According to a recent Associated Press article No quick decision on medical marijuana for pain Minnesota Governor Mark Dayton’s Commissioner of Health has decided to postpone adding Intractable Pain to Minnesota’s new, legal medical marijuana program. Apparently, Dayton administration officials are setting expectations at the delay being potentially for years. The reason they cite is their fear that they may not be ready for an increased volume of demand should intractable pain be included in the list of medical problems that qualify for medical marijuana in the Minnesota program.
Marijuana has proven an effective treatment for intractable pain — and better than more commonly used narcotic medications. Marijuana provides pain relief and relief from pain-related disability. And it does not kill people or have the other side effects that toxic opioid pain medications have.
With 23 states now having legal medical marijuana — Minnesota being a laggard in this respect — one might wonder: how have other states managed to come up with an adequate, legal supply of marijuana to meet the legitimate demand of the sick and suffering for legal, medical marijuana? One obvious answer could be that only one other of those 23 states has failed to allow the natural, plant-form of marijuana for lawful, medical use. Minnesota could remove that restriction from its law, and so remove steps that would save time, reduce cost, and help more suffering people sooner.
Other possibilities come to mind to more quickly ramp up production of legal marijuana in Minnesota; including authorizing more than two producers, and authorizing legal home grow for qualified medical marijuana patients. These would also reduce the expected high cost of medicine in Minnesota’s medical marijuana program.

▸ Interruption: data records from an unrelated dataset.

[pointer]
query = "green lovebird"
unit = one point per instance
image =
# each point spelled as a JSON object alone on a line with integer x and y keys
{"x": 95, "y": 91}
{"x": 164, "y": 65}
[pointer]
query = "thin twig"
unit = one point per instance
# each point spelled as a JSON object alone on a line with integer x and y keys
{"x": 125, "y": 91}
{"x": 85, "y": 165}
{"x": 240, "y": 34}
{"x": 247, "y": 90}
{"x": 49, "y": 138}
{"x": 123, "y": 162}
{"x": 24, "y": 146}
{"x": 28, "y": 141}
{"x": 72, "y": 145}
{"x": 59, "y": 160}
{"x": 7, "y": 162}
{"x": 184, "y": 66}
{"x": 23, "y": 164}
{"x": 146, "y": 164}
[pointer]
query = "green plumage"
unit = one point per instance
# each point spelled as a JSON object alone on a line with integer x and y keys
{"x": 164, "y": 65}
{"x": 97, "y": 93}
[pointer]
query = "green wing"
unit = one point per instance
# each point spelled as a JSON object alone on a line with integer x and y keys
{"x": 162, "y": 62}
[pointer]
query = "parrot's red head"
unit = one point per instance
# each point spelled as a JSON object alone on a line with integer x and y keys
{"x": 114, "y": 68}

Minnesota’s governor was not an enthusiastic supporter of the medical marijuana law that eventually passed last year, but did sign on to a compromise law that is one of the two weakest in the United States today. This news of delay in including intractable pain, could be interpreted by some as more evidence of tepid support for medical marijuana from the Minnesota Governor.
What can be done? The Minnesota legislature could pass additional legislation to strengthen and expand Minnesota’s medical marijuana program. It could also pass the medical necessity defense Bill, to restore fairness for patients facing criminal charges for marijuana. The bill, HF 542 in the Minnesota House and SF 404 in the Minnesota Senate, would give medical marijuana patients the “right to introduce evidence or testimony of a medical need to use, … or [evidence of] a benefit derived from the use” of marijuana or marijuana products.